He had once had a sense of humor, but it was all gone now. The dreams and the subtext of anxiety that underwrote his actions and speech had eroded it. “And don’t have more than one Danish pastry,” he said. “Having a baby doesn’t just make you eat more, you know. It alters the metabolism. You need a whole lot less food to put on weight.” Whether or not this was true he wasn’t sure, but he had gotten back at her for wanting to sit in smoking.
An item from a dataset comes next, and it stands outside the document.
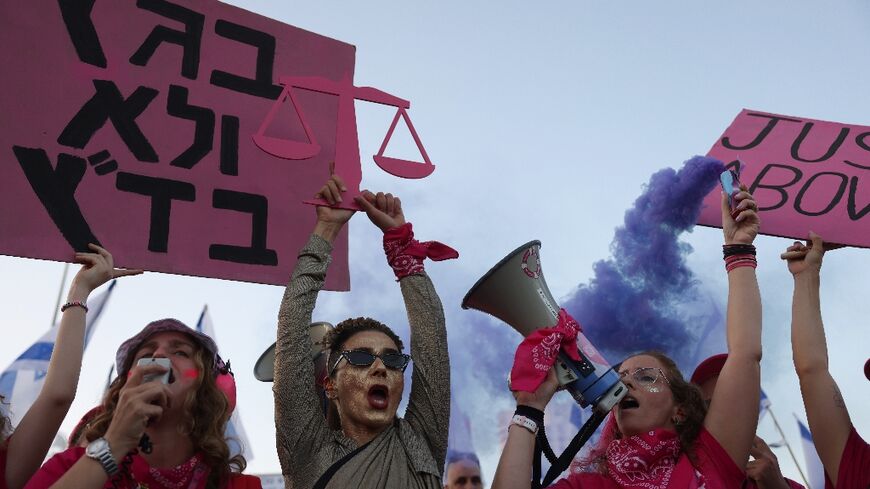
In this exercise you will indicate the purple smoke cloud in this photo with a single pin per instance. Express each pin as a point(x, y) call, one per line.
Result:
point(640, 298)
  Abigail opened her eyes and smiled at him. When she looked at him like that it made him think, with infinite pain and terror, of what losing her would be like, how he would instantly and without a thought kill anyone who harmed her, how gladly and easily he would die for her. But how much harder it is, thought Adam, to live with people than to die for them. The associative process brought another father to mind. Had he felt like that about his child, his baby? And had he recovered by now; did you ever recover? Adam touched the canceling switch, experienced very briefly a frightening blankness, made his way with an empty mind across the check-in area toward the escalator.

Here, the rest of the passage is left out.